19. yüzyıl’da Alman Misyonu'nun organize ettiği gezi sırasında Elbistan'ı ziyaret eden Hemşire Ina Meincke, Elbistan'ın doğal güzellikleri ve Türk misafirperverliği ile ilgili izlenimlerini detaylı bir şekilde paylaşıyor.

Kahramanmaraş'ın ilçesi olan ve verimli arazilerinden adını alan Albostan, günümüzde Elbistan olarak bilinen bu ilçe, tarihi boyunca birçok medeniyete ve çeşitli kültürlere ev sahipliği yapıyor. 19. yüzyıldan itibaren Anadolu'da azınlıklara yönelik faaliyet sürdüren Alman Misyonu, Kahramanmaraşlı ve yabancı vatandaşların ilgisini çeken "Elbistan Gezimiz" adlı makaleleri yayınlamış ve bu makalelerde, Maraş Alman Hastanesi'nde görev yapmış iki doktor ve hemşire Ina Meincke'nin Elbistan'a yönelik yolculuğu anlatılıyor.

ELBİSTAN VENEDİK’İ ANDIRIYOR

Maras Seyyah

Sonbahar mevsiminde gerçekleşen gezi sırasında hemşire Meincke, Elbistanlılara verdiği sözü yerine getirerek şehri ziyaret etmiş ve üç gün süren katır üstündeki yolculuğunu detaylı bir şekilde kaleme alıyor. Hemşire Meincke, manzaraların muhteşemliğinden ve bazı yolların tehlikelerinden bahsederek katırlarının güvenli bir şekilde ilerlediğini, ancak yağmur altında yürümeyi tercih ederek doğayı daha yakından hissettiğini belirtiyor. Ekibin üçüncü gün öğle vakti Elbistan'a ulaşmasıyla birlikte, buğday tarlaları ve beyaz lahanalar dikkatlerini çekiyor. Hemşire Meincke, şehrin içinden akan Ceyhan Nehri ve Venedik'e benzetilen bazı caddelerle ilgili gözlemlerini okuyucularla paylaşıyor.

KADI’NIN ÇADIRINDAKİ İFTAR YEMEĞİ DİKKAT ÇEKİYOR

Hemsire

Hemşire Ina Meincke'nin aktardığına göre, Elbistan'ın Türk nüfusuyla bilindiğini belirtmek gerekiyor. Hemşire, halkın misafirperverliğinden ve Ramazan ayında akşam yemeği için kullanılan Türk usulü sininin detaylarını paylaşıyor. Normalde kadınların ayrı, erkeklerin ayrı yerde oturduğu gelenekten bahseden Meincke, kendisinin bu masada yer aldığını vurguluyor.

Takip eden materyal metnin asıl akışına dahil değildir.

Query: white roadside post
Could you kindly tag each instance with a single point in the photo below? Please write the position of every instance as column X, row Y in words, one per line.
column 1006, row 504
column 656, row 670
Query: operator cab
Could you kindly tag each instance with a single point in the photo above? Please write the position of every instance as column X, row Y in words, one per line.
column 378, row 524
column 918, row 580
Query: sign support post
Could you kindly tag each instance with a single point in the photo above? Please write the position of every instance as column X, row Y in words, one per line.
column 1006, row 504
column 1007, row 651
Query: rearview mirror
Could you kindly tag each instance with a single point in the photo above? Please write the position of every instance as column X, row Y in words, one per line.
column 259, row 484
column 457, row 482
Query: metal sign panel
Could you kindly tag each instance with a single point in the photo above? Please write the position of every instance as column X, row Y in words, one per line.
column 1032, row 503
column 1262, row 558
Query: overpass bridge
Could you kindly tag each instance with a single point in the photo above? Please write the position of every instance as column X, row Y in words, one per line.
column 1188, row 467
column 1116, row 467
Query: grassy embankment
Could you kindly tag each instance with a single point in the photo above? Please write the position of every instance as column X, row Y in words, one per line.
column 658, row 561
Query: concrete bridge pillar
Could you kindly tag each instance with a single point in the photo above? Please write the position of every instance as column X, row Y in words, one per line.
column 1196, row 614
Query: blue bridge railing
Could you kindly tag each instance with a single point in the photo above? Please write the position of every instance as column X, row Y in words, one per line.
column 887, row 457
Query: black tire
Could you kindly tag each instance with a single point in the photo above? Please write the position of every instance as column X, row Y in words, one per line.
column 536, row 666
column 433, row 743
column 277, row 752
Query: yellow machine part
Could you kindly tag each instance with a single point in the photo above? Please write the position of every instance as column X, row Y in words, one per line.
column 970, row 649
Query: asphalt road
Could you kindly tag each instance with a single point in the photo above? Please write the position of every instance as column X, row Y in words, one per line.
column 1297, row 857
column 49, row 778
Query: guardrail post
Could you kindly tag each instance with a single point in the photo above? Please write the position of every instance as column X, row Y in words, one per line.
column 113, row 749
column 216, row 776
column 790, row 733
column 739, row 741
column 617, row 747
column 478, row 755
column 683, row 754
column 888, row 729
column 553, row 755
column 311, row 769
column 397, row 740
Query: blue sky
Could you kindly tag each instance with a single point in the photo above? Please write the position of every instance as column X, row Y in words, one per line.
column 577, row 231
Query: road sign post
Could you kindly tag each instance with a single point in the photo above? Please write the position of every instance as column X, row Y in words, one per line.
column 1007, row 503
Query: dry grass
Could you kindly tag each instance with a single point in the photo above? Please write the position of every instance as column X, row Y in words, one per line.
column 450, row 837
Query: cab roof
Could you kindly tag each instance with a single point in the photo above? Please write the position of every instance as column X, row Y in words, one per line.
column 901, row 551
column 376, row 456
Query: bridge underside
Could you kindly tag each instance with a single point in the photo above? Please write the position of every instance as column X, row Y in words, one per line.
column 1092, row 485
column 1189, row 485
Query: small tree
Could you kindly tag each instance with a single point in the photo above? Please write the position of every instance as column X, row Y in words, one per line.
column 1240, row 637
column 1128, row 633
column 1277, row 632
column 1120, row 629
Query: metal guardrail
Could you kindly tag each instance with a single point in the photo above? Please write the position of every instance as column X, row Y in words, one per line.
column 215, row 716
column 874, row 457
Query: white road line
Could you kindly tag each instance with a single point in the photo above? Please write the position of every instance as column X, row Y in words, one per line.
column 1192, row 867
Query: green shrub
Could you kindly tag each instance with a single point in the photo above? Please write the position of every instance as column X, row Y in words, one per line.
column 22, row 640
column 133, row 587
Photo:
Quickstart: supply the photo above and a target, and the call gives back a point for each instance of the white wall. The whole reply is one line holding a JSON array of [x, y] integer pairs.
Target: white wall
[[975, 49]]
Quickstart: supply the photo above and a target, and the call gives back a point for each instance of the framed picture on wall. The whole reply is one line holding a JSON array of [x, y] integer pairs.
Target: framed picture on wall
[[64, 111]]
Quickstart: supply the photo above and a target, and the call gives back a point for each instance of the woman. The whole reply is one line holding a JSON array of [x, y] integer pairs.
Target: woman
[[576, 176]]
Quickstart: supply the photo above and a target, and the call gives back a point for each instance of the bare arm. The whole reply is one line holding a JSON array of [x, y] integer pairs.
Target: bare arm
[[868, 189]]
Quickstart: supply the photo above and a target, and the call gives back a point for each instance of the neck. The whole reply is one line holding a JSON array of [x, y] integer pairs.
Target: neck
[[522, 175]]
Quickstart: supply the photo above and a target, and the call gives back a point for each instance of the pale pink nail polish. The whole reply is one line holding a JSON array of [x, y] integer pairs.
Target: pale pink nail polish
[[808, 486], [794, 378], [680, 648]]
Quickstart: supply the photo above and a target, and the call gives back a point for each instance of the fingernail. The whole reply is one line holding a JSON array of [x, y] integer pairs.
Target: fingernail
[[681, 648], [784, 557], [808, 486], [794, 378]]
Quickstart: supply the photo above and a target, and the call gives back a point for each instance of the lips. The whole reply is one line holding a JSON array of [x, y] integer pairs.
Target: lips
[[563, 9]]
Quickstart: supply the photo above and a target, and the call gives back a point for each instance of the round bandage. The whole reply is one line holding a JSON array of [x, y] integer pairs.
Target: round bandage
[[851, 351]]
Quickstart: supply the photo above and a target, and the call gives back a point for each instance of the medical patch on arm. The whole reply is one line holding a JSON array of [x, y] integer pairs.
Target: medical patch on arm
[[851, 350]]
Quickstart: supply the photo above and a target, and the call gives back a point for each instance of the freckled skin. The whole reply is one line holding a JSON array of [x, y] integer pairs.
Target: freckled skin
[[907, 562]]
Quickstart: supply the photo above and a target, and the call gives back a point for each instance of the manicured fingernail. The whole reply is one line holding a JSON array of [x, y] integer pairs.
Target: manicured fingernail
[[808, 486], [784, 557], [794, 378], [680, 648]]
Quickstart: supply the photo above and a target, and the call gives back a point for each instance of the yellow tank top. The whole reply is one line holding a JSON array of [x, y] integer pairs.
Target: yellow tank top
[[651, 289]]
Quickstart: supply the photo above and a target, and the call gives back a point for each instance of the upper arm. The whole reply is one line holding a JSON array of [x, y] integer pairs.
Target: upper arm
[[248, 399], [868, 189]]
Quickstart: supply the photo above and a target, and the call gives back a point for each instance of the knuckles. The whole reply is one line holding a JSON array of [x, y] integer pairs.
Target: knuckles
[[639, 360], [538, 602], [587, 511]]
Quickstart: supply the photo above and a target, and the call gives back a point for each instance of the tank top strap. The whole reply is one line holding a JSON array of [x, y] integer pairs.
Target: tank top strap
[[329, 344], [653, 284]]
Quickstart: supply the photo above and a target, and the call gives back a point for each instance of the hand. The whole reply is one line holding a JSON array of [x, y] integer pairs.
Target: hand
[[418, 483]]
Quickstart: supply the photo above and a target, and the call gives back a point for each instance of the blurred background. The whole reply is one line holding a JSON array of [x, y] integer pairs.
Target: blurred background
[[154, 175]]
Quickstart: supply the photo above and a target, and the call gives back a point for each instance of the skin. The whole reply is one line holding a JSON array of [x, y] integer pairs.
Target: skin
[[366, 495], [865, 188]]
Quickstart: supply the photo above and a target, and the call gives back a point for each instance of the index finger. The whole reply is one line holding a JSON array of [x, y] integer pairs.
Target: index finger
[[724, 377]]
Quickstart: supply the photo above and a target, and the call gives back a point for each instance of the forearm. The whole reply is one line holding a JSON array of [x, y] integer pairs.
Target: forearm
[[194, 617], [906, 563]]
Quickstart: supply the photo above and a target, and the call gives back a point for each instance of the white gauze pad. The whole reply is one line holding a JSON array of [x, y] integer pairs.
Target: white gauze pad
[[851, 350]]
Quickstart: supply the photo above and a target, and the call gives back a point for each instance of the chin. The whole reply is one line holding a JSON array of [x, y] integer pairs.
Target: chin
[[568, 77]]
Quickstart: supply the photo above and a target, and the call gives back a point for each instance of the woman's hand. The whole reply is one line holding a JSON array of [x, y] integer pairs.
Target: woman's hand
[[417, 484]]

Yemeklerin lezzetli erişte çorbasıyla başladığını ifade eden hemşire, et yemekleri, sebze yemekleri, tatlılar ve böreklerden oluşan 12 çeşit yemeğin ardı ardına geldiğini yazıyor. Her yemeğin hızla tüketildiğini, iştah açmak için arada birkaç üzüm yenildiğini belirtiyor. Yemekler pilavla sona ererken, yemeklerin çeşitliliği ve sıcak atmosfer içinde geçen sohbetlerin ardından, gezi ekibinin dönüş yoluna çıktığını aktarıyor.